Der UN-Sicherheitsrat hat angesichts der schweren Kämpfe im Sudan alle Konfliktparteien aufgefordert, die Gefechte einzustellen und Gespräche zur Beendigung der Krise aufzunehmen. Außerdem müssten humanitäre Helfer sicheren Zugang bekommen und UN-Mitarbeiter vor Angriffen geschützt werden, erklärte das mächtigste Gremium der Vereinten Nationen am Sonntagmorgen. In der Stellungnahme wurde das Ziel der "Einheit, Souveränität, Unabhängigkeit und territorialen Integrität der Republik Sudan" betont.
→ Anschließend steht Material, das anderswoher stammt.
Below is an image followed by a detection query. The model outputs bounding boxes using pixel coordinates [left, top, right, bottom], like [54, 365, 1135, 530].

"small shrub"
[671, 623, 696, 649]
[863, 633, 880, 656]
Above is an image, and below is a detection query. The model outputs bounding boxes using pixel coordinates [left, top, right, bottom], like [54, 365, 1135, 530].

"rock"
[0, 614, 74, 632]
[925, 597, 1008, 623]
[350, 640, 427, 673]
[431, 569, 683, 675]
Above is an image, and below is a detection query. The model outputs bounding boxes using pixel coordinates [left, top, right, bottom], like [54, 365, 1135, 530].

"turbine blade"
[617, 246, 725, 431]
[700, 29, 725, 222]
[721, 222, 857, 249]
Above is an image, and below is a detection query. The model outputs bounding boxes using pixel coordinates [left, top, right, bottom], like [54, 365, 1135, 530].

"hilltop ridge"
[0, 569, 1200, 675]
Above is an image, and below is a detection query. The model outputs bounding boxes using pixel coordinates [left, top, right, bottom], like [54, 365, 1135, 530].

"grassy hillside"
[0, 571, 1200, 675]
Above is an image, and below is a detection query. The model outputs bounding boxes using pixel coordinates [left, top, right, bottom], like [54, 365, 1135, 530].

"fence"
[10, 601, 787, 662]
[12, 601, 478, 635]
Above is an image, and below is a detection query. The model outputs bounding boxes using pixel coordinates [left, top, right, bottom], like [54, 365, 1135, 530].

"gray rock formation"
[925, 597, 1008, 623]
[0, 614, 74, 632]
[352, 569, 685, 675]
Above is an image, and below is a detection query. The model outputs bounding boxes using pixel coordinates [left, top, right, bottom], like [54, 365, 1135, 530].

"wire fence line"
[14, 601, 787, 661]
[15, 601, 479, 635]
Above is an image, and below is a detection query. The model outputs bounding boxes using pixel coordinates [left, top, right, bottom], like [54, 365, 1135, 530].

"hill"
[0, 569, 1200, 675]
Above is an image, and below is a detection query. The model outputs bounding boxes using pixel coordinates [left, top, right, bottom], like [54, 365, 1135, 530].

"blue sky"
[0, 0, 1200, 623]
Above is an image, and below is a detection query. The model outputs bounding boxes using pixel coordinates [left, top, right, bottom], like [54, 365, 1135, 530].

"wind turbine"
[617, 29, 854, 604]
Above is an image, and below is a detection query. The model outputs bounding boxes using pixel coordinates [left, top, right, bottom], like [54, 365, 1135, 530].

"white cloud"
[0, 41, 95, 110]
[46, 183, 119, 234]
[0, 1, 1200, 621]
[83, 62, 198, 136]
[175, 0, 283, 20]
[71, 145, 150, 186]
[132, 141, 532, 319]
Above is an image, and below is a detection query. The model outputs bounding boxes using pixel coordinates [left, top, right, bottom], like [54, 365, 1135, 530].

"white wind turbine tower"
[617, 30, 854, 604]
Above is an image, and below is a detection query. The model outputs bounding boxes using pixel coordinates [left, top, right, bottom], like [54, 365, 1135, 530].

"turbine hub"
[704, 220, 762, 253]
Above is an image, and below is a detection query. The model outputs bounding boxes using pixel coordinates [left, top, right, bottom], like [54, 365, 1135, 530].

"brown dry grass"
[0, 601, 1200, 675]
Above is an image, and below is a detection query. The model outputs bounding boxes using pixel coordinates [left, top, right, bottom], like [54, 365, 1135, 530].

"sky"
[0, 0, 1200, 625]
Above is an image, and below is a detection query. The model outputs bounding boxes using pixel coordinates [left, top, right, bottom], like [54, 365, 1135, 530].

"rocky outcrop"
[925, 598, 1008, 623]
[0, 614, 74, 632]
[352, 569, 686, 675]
Die Eskalation der Gewalt löst weltweit Besorgnis aus. UN-Generalsekretär António Guterres forderte die Konfliktparteien auf, "die Feindseligkeiten unverzüglich einzustellen, die Ruhe wiederherzustellen und einen Dialog zur Lösung der aktuellen Krise einzuleiten". Guterres telefonierte am Samstagabend mit RSF-General Daglo. Auch US-Außenminister Antony Blinken und der EU-Außenbeauftragte Josep Borrell fordern ein Ende der Gewalt. 

Baerbock: Blutvergießen verhindern

Nach dem Ausbruch der Kämpfe zeigte sich auch Bundesaußenministerin Annalena Baerbock bestürzt über die Lage in dem afrikanischen Land. "Ich bin entsetzt über die vielen Opfer, die die Kämpfe in Sudan bereits gefordert haben", erklärte Baerbock auf Twitter. "Beide Seiten müssen die Kampfhandlungen einstellen und weiteres Blutvergießen verhindern."

Die Ministerin betonte zugleich, dass sie einen Waffenstillstand unterstütze. Die Menschen in Sudan hätten in den letzten Jahren deutlich gemacht, dass sie eine demokratische Zukunft für ihr Land wollten. "Die lässt sich nicht mit Waffengewalt erreichen. Der Übergang zu einer zivilen Regierung bleibt entscheidend für die Zukunft des Landes."

Im Sudan hatten Massenproteste 2019 zum Sturz des jahrzehntelangen Herrschers Omar al-Baschir geführt. Daran waren die reguläre Armee und die RSF gemeinsam beteiligt. Sie einigten sich damals mit Parteien der Zivilgesellschaft auf eine Übergangsregierung. Im Oktober 2021 putschte das Militär unter der Führung von General al-Burhan, der die Macht vollständig übernahm.